Vitesse! Turn of speed secures car for late bidder

The power of the auction room was illustrated very early on at our latest sale. One of the early lots in the sale at Athelhampton House on June 7 was a 1969 Triumph Vitesse Convertible, one of the last British volume production cars to be built on a separate chassis and with a smaller capacity six cylinder engine. As the auctioneer was about to drop the gavel, a surprise new bidder suddenly entered the fray; Vitesse means speed and his fast intervention saw him driving the price up to £9,240 and then having to go and register as a bidder when he was successful!

Perhaps spurred on by the Vitesse bidding, the next lot, a Ford Thames 300E van, delivered some competitive bidding, too, realising a final price of £11,550, far above the £8,000 top estimate and reflecting the rarity of these early commercials, which were normally worked to the bone and into a scrapyard in short order. Another familiar but now rare Ford, a 1974 Mk 1 Escort saloon, was snapped up for £8,250.

Jaguar enthusiasts were quick to pounce, with one of the sale’s star lots, a 1957 Jaguar XK150 fixed head coupe, achieving £47,000. Old XKs have always been loved, big Jag saloons of the 60s less so thanks to many having starring, and ultimately fatal, roles in TV shows like The Sweeney, where they never survived to make the end credits. So the 1967 Jaguar 420 in the sale did well not only to have lived this long but also to make £7,590 on the day.

Two Jaguar S Type saloons sold well, the 2001 automatic with 40,000 miles behind it making £2,420 and the 2000 manual car, a real rarity showing a warranted 25,190 miles, selling for £3,190.

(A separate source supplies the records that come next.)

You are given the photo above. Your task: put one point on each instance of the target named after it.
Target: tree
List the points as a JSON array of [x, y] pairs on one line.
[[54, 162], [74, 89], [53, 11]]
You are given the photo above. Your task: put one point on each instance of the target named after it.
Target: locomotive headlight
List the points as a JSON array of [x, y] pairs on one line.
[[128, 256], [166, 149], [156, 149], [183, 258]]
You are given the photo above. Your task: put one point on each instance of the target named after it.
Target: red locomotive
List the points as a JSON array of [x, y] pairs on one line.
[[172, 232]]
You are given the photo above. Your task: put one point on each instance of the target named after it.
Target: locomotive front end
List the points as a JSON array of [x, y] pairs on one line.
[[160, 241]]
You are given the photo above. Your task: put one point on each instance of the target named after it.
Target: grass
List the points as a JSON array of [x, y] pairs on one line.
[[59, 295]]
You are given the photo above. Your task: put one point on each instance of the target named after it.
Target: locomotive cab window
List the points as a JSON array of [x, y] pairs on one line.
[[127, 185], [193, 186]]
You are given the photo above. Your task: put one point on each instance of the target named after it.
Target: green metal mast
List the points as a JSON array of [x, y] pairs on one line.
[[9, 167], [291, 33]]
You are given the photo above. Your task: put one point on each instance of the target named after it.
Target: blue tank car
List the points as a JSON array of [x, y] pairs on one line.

A brace of 1981 Triumph TR7 roadsters also found new homes – the ready to drive away car selling for £3,080 and the example only for spares or restoration getting to a remarkable £900. MG was another marque well represented; a 1966 roaster in the prized Tartan Red making £10,450, an equally appealing 1972 GT in Old English White, another classic MG colour, selling for £4,180, and a 1973 GT in Damask for £3,200.

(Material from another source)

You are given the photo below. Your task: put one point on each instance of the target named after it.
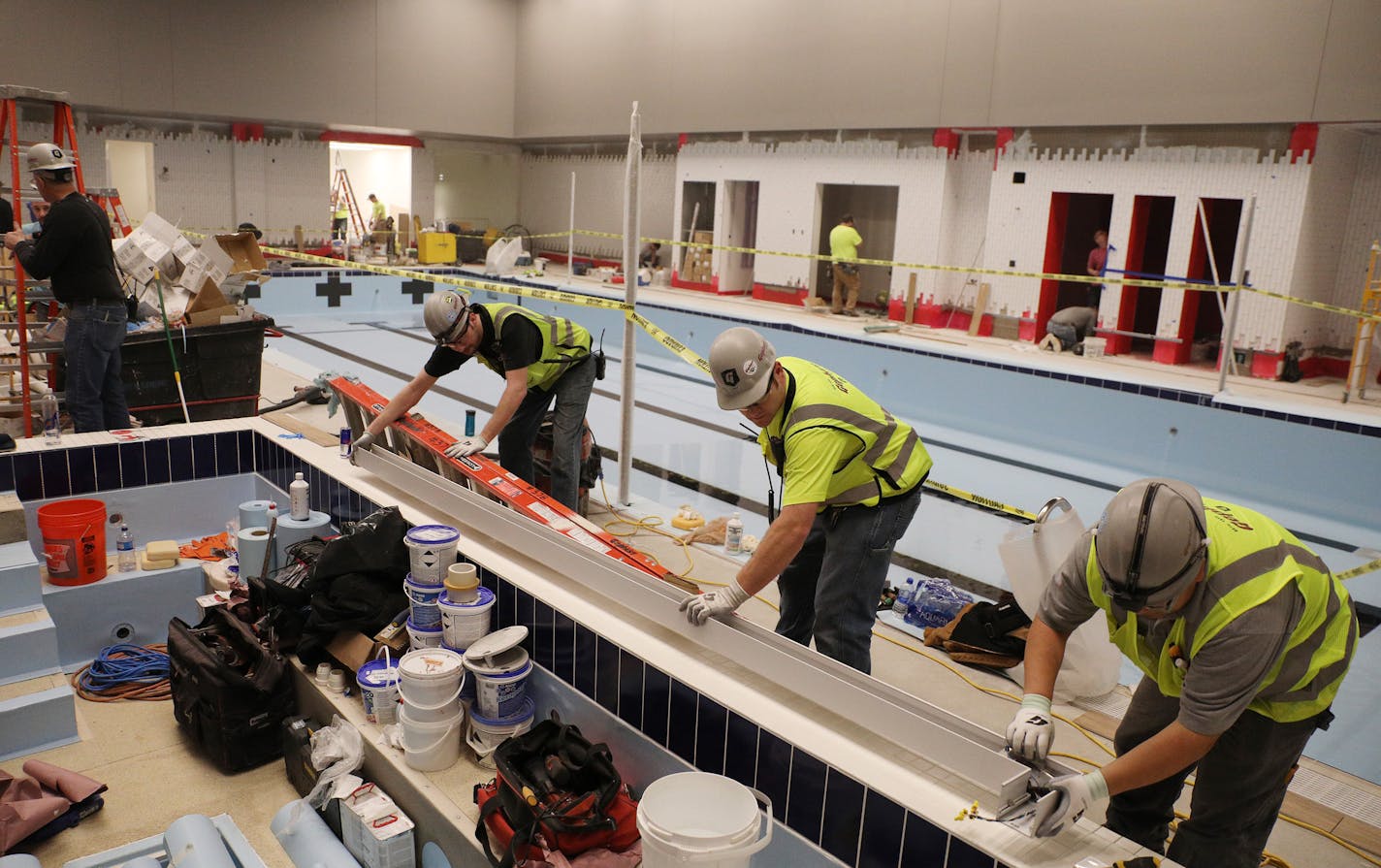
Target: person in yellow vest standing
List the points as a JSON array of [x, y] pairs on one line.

Riley cars remain popular, with the pre-war 9 four seater Tourer seeing the hammer fall at £17,600 and a 1963 1.5 Series III saloon racing to £8,800. Aston Martin was another name that, like Riley, established itself via competition success and the halo has never dimmed, reflected in the £20,000 sale price of a 1995 DB7 in the auction.

Motorbikes were popular with a brace of Velocette LE “Noddy” bikes on offer. A 1949 Mk 1 fully road-ready sold for £1,650 while the barn find Mk III, needing work, made £900.

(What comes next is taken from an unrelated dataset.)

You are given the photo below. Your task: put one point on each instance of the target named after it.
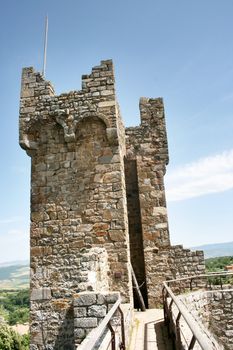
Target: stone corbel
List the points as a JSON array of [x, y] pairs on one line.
[[112, 136], [26, 144], [68, 123]]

Buyers got quite tigerish about a 1958 Triumph Tiger 350 cc for restoration, with bidding rising to £1,320 while a 1925 BSA B25 Round Tank went for £3,300.

A variety of Austins were also presented, all appealing but quite different! A 1979 Mini pick-up, never numerous even when new, sold for £8,250 and an Opal Tourer of 1938 vintage realising £8,140. The car that our director Brian most had his eye on, a 1960 Austin 7 Hamblin Cadet that he helped manufacture as an apprentice at Hamblin’s Sherborne works, sold for £10,010 to a buyer in Austria.

“It was a great day for a sale, with kind weather spurring on an eager capacity crowd,” explains Brian. “We achieved strong prices across a wide variety of lots that truly reflected the many buying tastes in the vintage and classic market.

“The car sale was preceded by many lots of automobilia and spare parts which also find homes with buyers who haven’t got space for a whole car but have plenty of room in their hearts for nostalgia!” Our next sale is at Athelhampton House on Thursday, September 13th and entries are already coming in.